Newsletter #2 (Winter 1991)
Seventy-Fifth Anniversary of the Brownsville Clinic
On October 16, 1916, Margaret Sanger opened the first American birth control clinic at 46 Amboy Street in Brooklyn. Located in the Brownsville section, a poor, congested area populated by working-class immigrants, the clinic's services were advertised in English, Yiddish, and Italian leaflets.
When the clinic opened on the morning of October 16th, the line of Jewish and Italian immigrant women stretched almost around the block. Some 140 arrived on its first day and the women kept coming. Unable to persuade a doctor to provide contraceptive services, Sanger and her sister Ethel Byrne, a registered nurse, ran the clinic themselves with the help of friend and interpreter Fania Mindell. Nine days later, police closed down the clinic and arrested the three women.
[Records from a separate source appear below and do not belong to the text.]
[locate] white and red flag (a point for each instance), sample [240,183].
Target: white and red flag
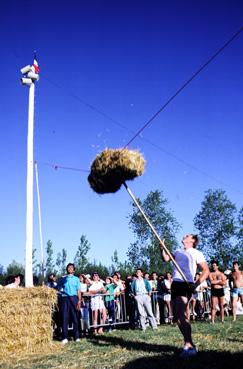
[35,65]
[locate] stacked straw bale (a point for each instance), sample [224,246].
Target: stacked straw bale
[26,321]
[113,167]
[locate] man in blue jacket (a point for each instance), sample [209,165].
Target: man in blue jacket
[70,288]
[141,290]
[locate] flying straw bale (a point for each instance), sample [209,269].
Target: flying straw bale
[113,167]
[26,321]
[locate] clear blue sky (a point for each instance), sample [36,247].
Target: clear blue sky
[125,58]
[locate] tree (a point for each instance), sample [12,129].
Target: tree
[144,252]
[61,261]
[80,259]
[49,258]
[239,237]
[101,269]
[15,268]
[123,267]
[217,227]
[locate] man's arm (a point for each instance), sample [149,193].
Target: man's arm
[164,256]
[204,274]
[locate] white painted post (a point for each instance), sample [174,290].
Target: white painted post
[29,190]
[40,221]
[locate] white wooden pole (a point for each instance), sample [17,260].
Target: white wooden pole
[29,191]
[40,221]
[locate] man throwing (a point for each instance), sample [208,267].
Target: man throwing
[237,292]
[188,258]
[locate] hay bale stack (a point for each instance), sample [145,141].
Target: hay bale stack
[113,167]
[26,321]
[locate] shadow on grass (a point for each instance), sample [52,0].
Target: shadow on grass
[203,360]
[167,357]
[132,345]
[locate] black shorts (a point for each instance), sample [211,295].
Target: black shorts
[217,292]
[180,289]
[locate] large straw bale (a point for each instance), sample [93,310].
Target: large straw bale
[26,321]
[113,167]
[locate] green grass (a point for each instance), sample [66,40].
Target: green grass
[220,346]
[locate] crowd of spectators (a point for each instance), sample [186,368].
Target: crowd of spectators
[91,303]
[144,299]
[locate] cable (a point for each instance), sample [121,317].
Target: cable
[184,85]
[57,166]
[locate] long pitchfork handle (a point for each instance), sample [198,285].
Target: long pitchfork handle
[155,233]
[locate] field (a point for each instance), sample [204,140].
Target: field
[220,346]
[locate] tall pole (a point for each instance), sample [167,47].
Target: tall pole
[29,191]
[30,76]
[40,222]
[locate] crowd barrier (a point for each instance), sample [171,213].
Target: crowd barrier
[102,310]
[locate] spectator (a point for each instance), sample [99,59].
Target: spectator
[110,299]
[155,304]
[69,285]
[120,288]
[167,296]
[84,310]
[218,281]
[14,281]
[52,280]
[97,303]
[237,292]
[141,289]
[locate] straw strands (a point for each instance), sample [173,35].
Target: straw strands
[26,321]
[113,167]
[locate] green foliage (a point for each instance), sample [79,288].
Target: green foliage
[101,269]
[239,237]
[15,268]
[80,259]
[144,252]
[217,227]
[123,267]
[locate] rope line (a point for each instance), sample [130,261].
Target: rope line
[184,85]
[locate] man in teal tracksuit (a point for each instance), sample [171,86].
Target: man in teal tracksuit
[141,290]
[70,289]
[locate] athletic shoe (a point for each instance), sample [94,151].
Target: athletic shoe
[188,351]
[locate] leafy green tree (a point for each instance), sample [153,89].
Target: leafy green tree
[216,224]
[15,268]
[144,252]
[123,267]
[101,269]
[49,258]
[80,259]
[239,236]
[61,261]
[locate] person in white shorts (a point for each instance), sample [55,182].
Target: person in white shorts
[97,302]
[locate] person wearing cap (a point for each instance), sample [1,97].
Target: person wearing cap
[69,286]
[141,289]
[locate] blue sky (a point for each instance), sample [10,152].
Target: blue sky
[123,60]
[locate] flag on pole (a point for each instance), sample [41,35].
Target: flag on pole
[35,65]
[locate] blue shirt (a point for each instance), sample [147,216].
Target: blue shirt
[69,285]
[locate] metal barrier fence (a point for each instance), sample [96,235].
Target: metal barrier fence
[102,310]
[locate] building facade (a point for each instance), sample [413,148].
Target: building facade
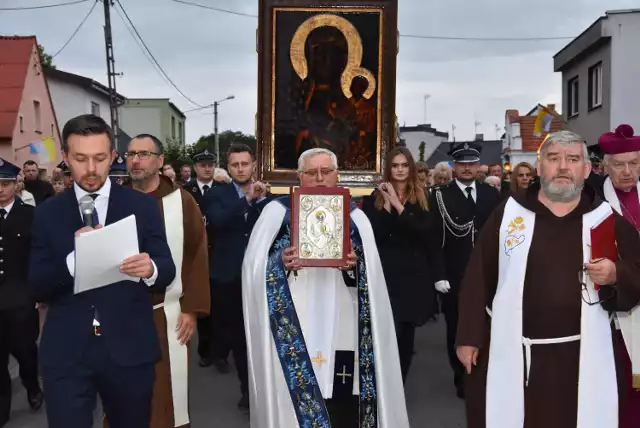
[600,70]
[159,117]
[415,137]
[28,125]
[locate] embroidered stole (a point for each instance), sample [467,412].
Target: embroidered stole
[178,357]
[292,350]
[629,322]
[597,389]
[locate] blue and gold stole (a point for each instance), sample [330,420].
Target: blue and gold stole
[295,361]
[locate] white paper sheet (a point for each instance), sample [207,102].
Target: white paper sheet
[99,253]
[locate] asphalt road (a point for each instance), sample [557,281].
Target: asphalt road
[430,394]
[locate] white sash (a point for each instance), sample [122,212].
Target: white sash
[178,358]
[629,322]
[505,377]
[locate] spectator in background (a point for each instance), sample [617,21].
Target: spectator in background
[24,195]
[169,172]
[442,174]
[40,189]
[524,173]
[495,170]
[483,172]
[493,181]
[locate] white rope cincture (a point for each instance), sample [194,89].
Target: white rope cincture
[461,230]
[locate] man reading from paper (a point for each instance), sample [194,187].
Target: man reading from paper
[175,310]
[534,331]
[621,162]
[318,338]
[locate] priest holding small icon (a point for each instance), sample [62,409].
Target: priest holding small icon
[318,337]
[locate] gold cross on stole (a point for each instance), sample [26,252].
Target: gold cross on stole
[344,375]
[318,359]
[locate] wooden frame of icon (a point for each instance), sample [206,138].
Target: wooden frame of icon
[327,73]
[320,225]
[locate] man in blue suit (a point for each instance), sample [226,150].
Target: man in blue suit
[101,341]
[232,211]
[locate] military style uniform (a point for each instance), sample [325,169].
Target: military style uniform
[18,315]
[208,327]
[460,211]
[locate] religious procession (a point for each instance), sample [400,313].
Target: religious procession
[325,266]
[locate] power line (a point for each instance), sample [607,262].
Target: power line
[76,30]
[126,15]
[46,6]
[408,36]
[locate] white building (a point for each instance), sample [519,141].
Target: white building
[415,136]
[74,95]
[600,75]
In opening the clinic Sanger had deliberately violated a New York State law which classified contraception as obscene and banned it. She believed that by making possible the separation of sexuality from reproduction, birth control was the key to ensuring women's autonomy, but she recognized that in 1916 birth control was too radical for widespread acceptance. She understood that in order to change the laws she would first have to change the climate of public opinion which associated birth control with promiscuity and licentiousness.
The Brownsville clinic is the story of a media event – an event designed and led by Sanger to bring birth control out of the shadows and into the light of respectable public debate. It was a sophisticated campaign that dramatically identified birth control with the promise of happier marriages, healthier children, and overall social benefit. What Sanger was trying to get the public to accept was the notion of birth control as a socio-economic and medical issue rather than a moral one. Her strategy was aimed at courting the support of the moderate middle- and upper-class women who themselves had access to birth control, but remained reluctant to advocate it publicly.
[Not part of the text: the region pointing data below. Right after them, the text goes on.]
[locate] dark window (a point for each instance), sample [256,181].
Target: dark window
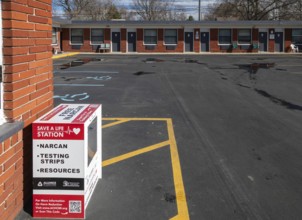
[54,36]
[97,36]
[225,36]
[297,36]
[76,36]
[171,36]
[244,36]
[150,36]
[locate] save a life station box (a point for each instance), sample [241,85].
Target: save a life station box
[67,156]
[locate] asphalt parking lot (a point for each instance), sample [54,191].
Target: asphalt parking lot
[199,137]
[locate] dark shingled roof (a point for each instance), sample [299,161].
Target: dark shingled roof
[273,23]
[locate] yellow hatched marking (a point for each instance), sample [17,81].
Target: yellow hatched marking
[115,123]
[134,153]
[182,207]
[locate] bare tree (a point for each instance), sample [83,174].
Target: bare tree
[98,10]
[152,10]
[251,9]
[72,8]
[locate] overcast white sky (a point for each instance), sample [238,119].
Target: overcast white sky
[191,6]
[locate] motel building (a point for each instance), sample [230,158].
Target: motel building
[120,36]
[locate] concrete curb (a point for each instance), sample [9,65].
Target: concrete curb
[64,55]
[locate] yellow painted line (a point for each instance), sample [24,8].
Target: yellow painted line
[64,55]
[115,123]
[134,153]
[182,207]
[136,119]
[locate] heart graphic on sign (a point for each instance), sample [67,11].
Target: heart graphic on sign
[76,130]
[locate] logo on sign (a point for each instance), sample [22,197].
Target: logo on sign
[71,184]
[76,130]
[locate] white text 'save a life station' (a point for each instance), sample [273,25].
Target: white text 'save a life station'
[67,156]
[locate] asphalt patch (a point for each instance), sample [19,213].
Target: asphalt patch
[139,73]
[278,101]
[153,60]
[78,62]
[254,67]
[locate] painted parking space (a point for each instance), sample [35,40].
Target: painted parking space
[180,196]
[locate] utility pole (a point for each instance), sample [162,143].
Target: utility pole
[199,10]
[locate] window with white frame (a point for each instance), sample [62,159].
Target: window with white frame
[76,36]
[225,36]
[97,36]
[150,36]
[170,36]
[297,36]
[54,36]
[244,36]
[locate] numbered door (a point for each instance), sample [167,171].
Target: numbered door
[131,42]
[278,41]
[189,41]
[116,41]
[263,41]
[205,41]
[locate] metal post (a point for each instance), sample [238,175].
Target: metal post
[199,11]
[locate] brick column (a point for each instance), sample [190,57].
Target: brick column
[28,92]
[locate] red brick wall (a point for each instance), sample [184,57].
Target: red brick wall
[11,176]
[28,92]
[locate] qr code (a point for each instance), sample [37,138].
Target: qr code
[75,206]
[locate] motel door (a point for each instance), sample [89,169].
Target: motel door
[278,41]
[131,42]
[204,38]
[116,41]
[189,39]
[263,41]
Because she had broken a New York State law prohibiting anyone from giving contraceptive information for any reason, Sanger knew that the clinic would be quickly closed and she would be arrested. Indeed, the arrests and trials provided her with the opportunity to keep the issue of birth control in public view. When Ethel Byrne, tried, convicted and sentenced to thirty days on Blackwell's Island, went on a hunger strike and became the first American woman prisoner subjected to forced feeding, Sanger made certain Ethel's ordeal was so well-publicized that it shared the front page of the New York Times with the news of World War I.
At Sanger's own trial, she sought to connect birth control with a range of socio-economic issues. Among the witnesses called on her behalf were some 25 Brownsville women whose testimony was marked by tragic accounts of miscarriages, failed abortions, and an endless cycle of pregnancy and childbirth. While they did not convince the court to acquit her, the judge did offer Sanger a pardon if she promised not to break the law again, but Sanger replied "I cannot respect the law as it stands today." Like her sister, Sanger was convicted and sentenced to thirty days imprisonment. She spent her time in the Queens County Penitentiary lecturing fellow inmates on birth control.
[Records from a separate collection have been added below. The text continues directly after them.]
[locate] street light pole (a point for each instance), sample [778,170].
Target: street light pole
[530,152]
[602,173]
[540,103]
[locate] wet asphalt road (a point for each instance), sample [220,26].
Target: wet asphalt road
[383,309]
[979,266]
Sanger appealed her conviction, insisting that the law compelled women "to unnecessarily expose themselves to the hazardry of death." Her arguments still did not impress the court which upheld Sanger's conviction. However, the court did sufficiently broaden its interpretation of the law to enable physicians to prescribe birth control to women when medically indicated. This laid the legal groundwork for the establishment of a system of physician-staffed birth control clinics.
To continue her educative and lobbying efforts, Sanger went on to establish the American Birth Control League in 1921. In 1923 she opened the Birth Control Clinical Research Bureau, the first doctor-staffed birth control clinic in the U.S. In 1938, the Bureau merged with the American Birth Control League to form the Birth Control Federation of America, which in 1942 changed its name to the Planned Parenthood Federation of America.
But the significance of the Brownsville Clinic lay as much in its impact on public attitudes towards birth control as in the legal and organizational changes it signaled. In opening the Brownsville clinic, Sanger not only launched a public debate about birth control on her terms but expanded the public spaces in which it was discussed.